Don has a last name, but you don’t call friends by their last names. You call them by their first names or nicknames that reflect the friendly relationship Don creates with his customers.

My spouse controls the pursestrings in our family — something to do with my total financial incompetence — and thus handles most of the major shopping. I handle small stuff — things not needed but craved, like soft drinks, snacks, candies and tacky-but-fun seasonal decorations. I admit, I am addicted to the little solar Thanksgiving turkeys, Christmas elves and Easter bunnies.

I use my “FD shopping list” as an excuse to spend a few minutes every few days in a store where the folks who work truly make you, as the Shakers say, feel “kindly welcome.” I don’t need, sometimes don’t even want the items. I’m just into a speedy form of the old Southern tradition of loafing at the nearby general store.

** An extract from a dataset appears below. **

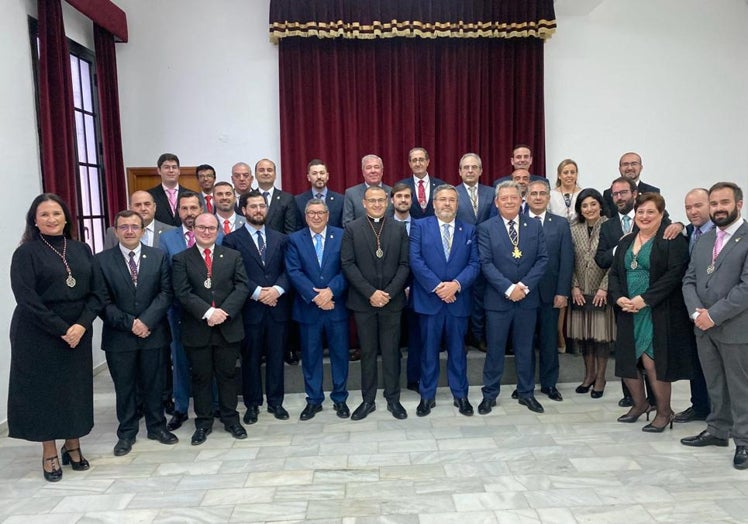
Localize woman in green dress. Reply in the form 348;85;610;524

Nobody is better at making his store’s loafers enjoy their experience than Don. He can talk about everything from politics to government to local events, state events, national events and, yes, the weather. He also checks on his customers’ well being, health, jobs and lives.

Unless the topic is too serious — he expresses sympathy over a loss of a loved one, for instance — he always injects humor in the conversation, at his customer’s expense, his expense, no expense.

My happy and enjoyable experience as one of Don’s loafers soon will end. Danville’s Family Dollar, along with several hundred others, will be closing in the next few weeks.

It’s a sad reminder that stores of all sizes are subject to whims of corporations.

Thanks for the memories, as well as friendliness and sunniness, Don. I will miss getting that little solar leprechaun next March, but I will miss you even more.